Boostlingo incident

Connectivity issues in North America

Boostlingo experienced a major incident on May 31, 2023 affecting Boostlingo SMS and Boostllingo Voice IVR and 1 more component, lasting 4h 30m. The incident has been resolved; the full update timeline is below.

Started: May 31, 2023, 06:25 PM UTC
Resolved: May 31, 2023, 10:55 PM UTC
Duration: 4h 30m
Detected by Pingoru: May 31, 2023, 06:25 PM UTC

Affected components

Boostlingo SMSBoostllingo Voice IVRBoostlingo Interpreter PortalBoostlingo Group RoomsBoostlingo EMail API v3Boostlingo Requestor PortalBoostlingo Communication REST APIBoostlingo Network Traversal ServiceBoostlingo Speech Recognition

Update timeline

investigating May 31, 2023, 06:25 PM UTC

We are investigating reports of connection issues and slow loading speeds across our US server.
identified May 31, 2023, 06:42 PM UTC

The issue has been identified and a fix is being implemented.
monitoring May 31, 2023, 07:17 PM UTC

A fix has been implemented and we are monitoring the results.
resolved May 31, 2023, 10:55 PM UTC

We have concluded our monitoring and confirmed that the correct action has been taken. We will update this incident with a post-mortem in the next 24-48 hours.
postmortem Jun 02, 2023, 09:34 PM UTC

Issues with SignalR service that was dropping connections causing our server to hit critical hot code paths, which then caused thread contention and thread pool exhaustion.
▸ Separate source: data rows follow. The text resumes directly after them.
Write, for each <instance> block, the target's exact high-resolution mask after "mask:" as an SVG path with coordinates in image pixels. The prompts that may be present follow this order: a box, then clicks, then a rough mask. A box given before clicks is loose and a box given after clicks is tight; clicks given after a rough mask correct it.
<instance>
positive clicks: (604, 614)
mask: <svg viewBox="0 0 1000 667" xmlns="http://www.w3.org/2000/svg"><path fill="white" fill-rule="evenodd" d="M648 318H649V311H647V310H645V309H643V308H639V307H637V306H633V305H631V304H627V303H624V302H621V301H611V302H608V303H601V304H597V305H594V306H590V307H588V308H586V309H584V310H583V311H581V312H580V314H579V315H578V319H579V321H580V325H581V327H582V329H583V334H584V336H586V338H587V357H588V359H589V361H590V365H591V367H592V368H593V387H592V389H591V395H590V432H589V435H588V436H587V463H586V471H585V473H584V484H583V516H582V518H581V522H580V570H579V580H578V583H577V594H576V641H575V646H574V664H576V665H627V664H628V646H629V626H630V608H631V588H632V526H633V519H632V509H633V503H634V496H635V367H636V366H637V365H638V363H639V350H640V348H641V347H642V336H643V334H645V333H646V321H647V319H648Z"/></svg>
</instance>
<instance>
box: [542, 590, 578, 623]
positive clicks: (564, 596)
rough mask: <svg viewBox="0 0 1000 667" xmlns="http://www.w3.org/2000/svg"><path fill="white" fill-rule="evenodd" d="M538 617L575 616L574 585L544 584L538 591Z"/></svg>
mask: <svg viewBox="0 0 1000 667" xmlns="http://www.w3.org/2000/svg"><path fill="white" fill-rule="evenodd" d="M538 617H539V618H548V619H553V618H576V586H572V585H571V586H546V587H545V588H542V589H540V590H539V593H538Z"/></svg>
Steps taken to resolve: 1. When a call is completed we previously use synchronous api calls to update that call record to communicate that it was hung up. These API calls in cases would wait for a response which created performance issues during high volume hours. Moving these API calls to async operations allows them to run in parallel and keep the application stable. 2. We optimized code paths to improve cpu utilization. 3. We added capacity to our real-time communication service, MS Azure SignalR, essentially scaling up the service to handle a higher volume of real-time connections and messages. 4. We made improvements to our database by adding or modifying four indexes which help speed up data retrieval for call specific tables. 5. We updated maintenance task on our DB which are crucial activities performed to optimize the performance of a database by organizing and refreshing index structures and statistics. 6. Deeper Monitoring, Tracing and Profiling tools implemented to help us identify root cause more efficiently, provide better visibility into our products and enable incident managers to respond before an issue has impact on important services.